Glass on the left.  Plastic on the right.
I understand how tempting it is to grab a bunch of those little containers at the store to keep on hand at home.  It is a quick and easy solution if the kids need a snack or you want a portable low calorie lunch.  I am all in favor of little containers of yogurt for snacks or on the go living.  But I beg you to consider taking a little time to modify your yogurt lifestyle.  The first step is to purchase reusable containers.  You could use 8 ounce glass canning jars with plastic lids.  They are attractive, durable, leak proof and easily cleaned - but they are also heavy and breakable.   Another alternative would be to use plastic screw top freezer containers.  They also are leak proof and durable - as well as light weight and non breakable.  I got mine at Fleet Farm.  They are made by the Ball jar company.  Once a week or so you could fill containers with PLAIN yogurt - either purchased or homemade.  Leave a little room for whatever flavoring or additions you wish to add.  Cover, refrigerate and you are good to go.  For a little investment of time you will end up with a much higher quality and less sweet product at a lower cost.

Yogurt is confusing - but it does not have to be
By now you may be thinking, "But yogurt isn't simple.  It is complicated.  It is confusing.  There are so many choices.  So many flavors.  So many brands.  So many added ingredients.  So many types of sweeteners.  So many health claims."  What is a person to do?
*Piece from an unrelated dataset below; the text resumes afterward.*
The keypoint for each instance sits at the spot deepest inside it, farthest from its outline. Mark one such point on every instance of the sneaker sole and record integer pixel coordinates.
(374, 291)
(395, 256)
If those are some of your thoughts, you are right.  In 2010 in America yogurt is really not simple.  Yogurt manufacturers are good at their job - which is selling yogurt.  So they keep making more flavors and sweetenings and varieties and expanding their grocery store shelf space and we keep buying more yogurt.  Sweet sells.  Yogurt has been the fastest-growing dairy product in the United States for many years.  By 2003, we were consuming about 2.5 billion pounds a year - about 7 pounds a year per capita.  (The Swedes were eating about 63 pounds per capita - so Americans are still pikers when it comes to yogurt.  Don't expect the yogurt situation to simplify any time soon.  I expect choices to continue to multiply.)

Nutritionist and author Marion Nestle counted 400 kinds of yogurt in an medium sized supermarket in New York in 2004.  She had a pretty hard time finding plain, unsweetened yogurt.  I have had the same experience.   That is why I mostly make my own yogurt now.  It is easy and tomorrow I will tell you how to do it so you can make - and flavor - your own yogurt if you want to.